In addition, compared with a method for generating a directory structure by using a title template, the embodiment of the invention can generate the directory hierarchy structure by using a pre-trained learning model (a first feature extraction sub-model, a second feature extraction sub-model, a title second classification sub-model, a title level second classification model and the like), thereby ensuring the generalization capability of the extraction method of the document directory structure. Especially when a deep learning model is selected, the accuracy of the directory structure identification can be further improved.

In some embodiments of the present invention, part or all of the target structure of the document to be processed may be displayed on a display interface of the terminal. For example, if the hierarchical structure of the directory structure is complex, the titles of the first 3 levels can be displayed. The format of the titles at different levels may be different. For example, the number of characters indented before the segment is different, or the font size is different, etc. The format of the titles of different levels can be set according to specific needs, and is not limited to this.
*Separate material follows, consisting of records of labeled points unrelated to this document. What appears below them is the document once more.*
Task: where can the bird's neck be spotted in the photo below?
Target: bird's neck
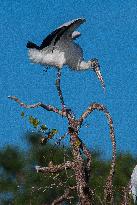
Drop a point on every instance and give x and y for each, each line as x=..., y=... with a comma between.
x=85, y=65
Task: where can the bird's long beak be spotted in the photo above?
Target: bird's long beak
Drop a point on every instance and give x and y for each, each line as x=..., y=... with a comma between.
x=96, y=69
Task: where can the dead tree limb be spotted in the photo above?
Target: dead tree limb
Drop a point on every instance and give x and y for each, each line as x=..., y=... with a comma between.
x=55, y=168
x=39, y=104
x=126, y=199
x=108, y=191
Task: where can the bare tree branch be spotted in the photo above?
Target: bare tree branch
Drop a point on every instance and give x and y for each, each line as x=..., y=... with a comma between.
x=108, y=191
x=39, y=104
x=59, y=88
x=87, y=153
x=64, y=197
x=126, y=199
x=55, y=168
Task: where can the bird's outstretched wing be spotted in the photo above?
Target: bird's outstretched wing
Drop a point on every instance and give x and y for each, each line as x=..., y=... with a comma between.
x=64, y=30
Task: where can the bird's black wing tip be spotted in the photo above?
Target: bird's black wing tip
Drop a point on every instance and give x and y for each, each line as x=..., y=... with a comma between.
x=32, y=45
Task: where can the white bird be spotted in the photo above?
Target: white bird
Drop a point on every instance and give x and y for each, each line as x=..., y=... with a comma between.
x=134, y=184
x=59, y=49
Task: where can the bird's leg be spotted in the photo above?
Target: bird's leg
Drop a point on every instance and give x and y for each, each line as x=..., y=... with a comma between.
x=96, y=68
x=59, y=89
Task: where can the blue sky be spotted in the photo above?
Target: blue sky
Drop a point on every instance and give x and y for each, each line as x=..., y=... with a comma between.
x=109, y=34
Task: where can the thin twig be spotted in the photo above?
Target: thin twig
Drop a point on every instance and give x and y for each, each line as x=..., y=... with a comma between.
x=56, y=168
x=39, y=104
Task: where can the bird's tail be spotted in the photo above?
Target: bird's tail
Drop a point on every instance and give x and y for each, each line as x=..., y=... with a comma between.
x=32, y=45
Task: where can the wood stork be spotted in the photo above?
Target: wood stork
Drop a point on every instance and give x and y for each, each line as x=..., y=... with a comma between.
x=59, y=49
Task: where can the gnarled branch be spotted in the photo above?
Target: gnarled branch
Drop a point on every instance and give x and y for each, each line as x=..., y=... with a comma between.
x=39, y=104
x=64, y=197
x=108, y=192
x=55, y=168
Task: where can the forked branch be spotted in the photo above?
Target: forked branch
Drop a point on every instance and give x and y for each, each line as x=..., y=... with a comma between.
x=108, y=191
x=55, y=168
x=39, y=104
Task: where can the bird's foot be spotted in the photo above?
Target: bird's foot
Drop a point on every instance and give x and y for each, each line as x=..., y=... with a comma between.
x=96, y=68
x=66, y=109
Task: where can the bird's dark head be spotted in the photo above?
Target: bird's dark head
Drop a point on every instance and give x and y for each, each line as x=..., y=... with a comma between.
x=32, y=45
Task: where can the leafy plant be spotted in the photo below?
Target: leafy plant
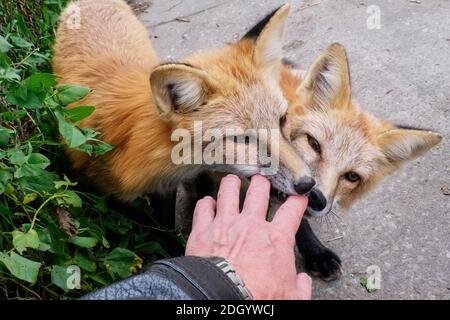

In addition, in order to facilitate the indexing of the document to be processed, when the trigger operation is executed on the title component on the terminal, the user can directly jump to the page where the title component is located.

An apparatus according to an embodiment of the present invention will be described in detail below with reference to the accompanying drawings.

Based on the same inventive concept, the embodiment of the invention provides an extracting device of a document directory structure. Fig. 5 is a structural schematic diagram showing an extracting apparatus of a document directory structure according to an embodiment of the present invention. As shown in fig. 5, the apparatus 500 for extracting a document directory structure includes a title sequence acquiring module 510, a logical tree building module 520, and a target structure generating module 530.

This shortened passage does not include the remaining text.